As great as it feels to hit this mark, though, it is so, so bittersweet. It is so, so emotional. It is remembering my supporters who didn't get the privilege of five years. Although I get that life is unfair, although I get that none of us have the guarantee of health and longevity, nobody deserves that pain.

So I just want to say thank you to everyone who got me through it.

I want to thank my son for telling me he wouldn't put the dishes away when I was sick, because if he did, then I would grow to expect it.

I want to thank my family for making my bald head a big joke (duct tape hair removal! Lathering it up with a wig of shaving cream and getting rid of the weird patches of stubble!) and normalizing it in the process. Like when we had Italian Night since I was already wearing bro tanks throughout radiation.

Playing the cancer card was the best thing ever.

I want to thank those who got "Team Mom-Tard" bracelets - and wore them.

And I want to thank everyone who sent me a kind word. I saved every message. I saved every card.

I've become an advocate for cancer research in the last five years as a result.

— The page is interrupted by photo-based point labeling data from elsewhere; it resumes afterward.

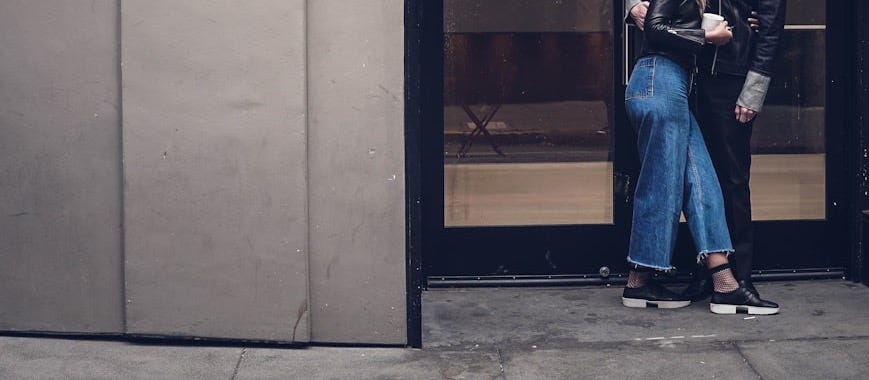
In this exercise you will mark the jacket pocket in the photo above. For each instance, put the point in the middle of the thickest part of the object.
(641, 84)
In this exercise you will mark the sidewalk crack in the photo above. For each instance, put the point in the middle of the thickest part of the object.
(501, 374)
(745, 359)
(238, 363)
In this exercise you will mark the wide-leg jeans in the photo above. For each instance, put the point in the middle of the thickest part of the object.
(676, 173)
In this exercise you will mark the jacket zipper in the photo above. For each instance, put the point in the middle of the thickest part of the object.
(715, 58)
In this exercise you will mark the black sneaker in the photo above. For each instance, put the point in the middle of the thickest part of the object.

I spent several years on the Board of Directors for Vernon County Cancer Relief. I have counseled many new diagnoses through their own journeys, because it's scary as hell in the beginning.

I have said, more times than I can count, that cancer was the best thing to ever happen to me, and I still mean it. Cancer takes away so much, but what it gave me was my life. It gave me much-needed strength, and confidence, and resolve. It gave me appreciation, and love, and new perspectives on so much.

It can still come back. I'll never be in the clear, not really. But I can handle it.

Because I'm out of remission - and into the chapter I've wanted to write for a long, long time.